- Some of the nation's best public schools along with some of the nation's most educated residents.
- Arts and cultural offerings which on a per-capita basis can match almost anywhere in the country.
- A beer and coffee scene that is vibrant by any standard.
- A proud history of forward thinking and open-mindedness.
- All of the above while having some of the shortest commute times among metro areas with over one million residents.
- All of the above while providing the second most affordable housing among 52 major U.S. markets.
Despite this difficult-to-replicate resume, we have a tendency to demand more. Obviously, requesting a more vibrant downtown is extremely reasonable and essentially mandatory for the success of the region. But beyond that, other overheard requests include:
- Neiman Marcus
- Chinese food on par with Chinatown in San Francisco, where 21% of residents are of Chinese ethnicity.
- Mexican food options available in El Paso, Texas, which is as close to being in Mexico without actually being in Mexico as possible.
- Double or triple the number of watering holes, as might be found in regions with double or triple the population.
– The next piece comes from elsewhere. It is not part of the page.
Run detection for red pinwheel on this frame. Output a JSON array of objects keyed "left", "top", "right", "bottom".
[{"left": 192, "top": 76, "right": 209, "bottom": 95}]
While no one would reject these items should they appear, one has to wonder if we are asking too much? These desires may be the equivalent of:
- Expecting a $600-per-month one-bedroom apartment in Manhattan.
- Expecting a 10-minute commute in Washington, D.C.
- Expecting 70-degree weather in January in Chicago.
- Expecting people in Kentucky to appreciate science (my wife is from there so it's all good).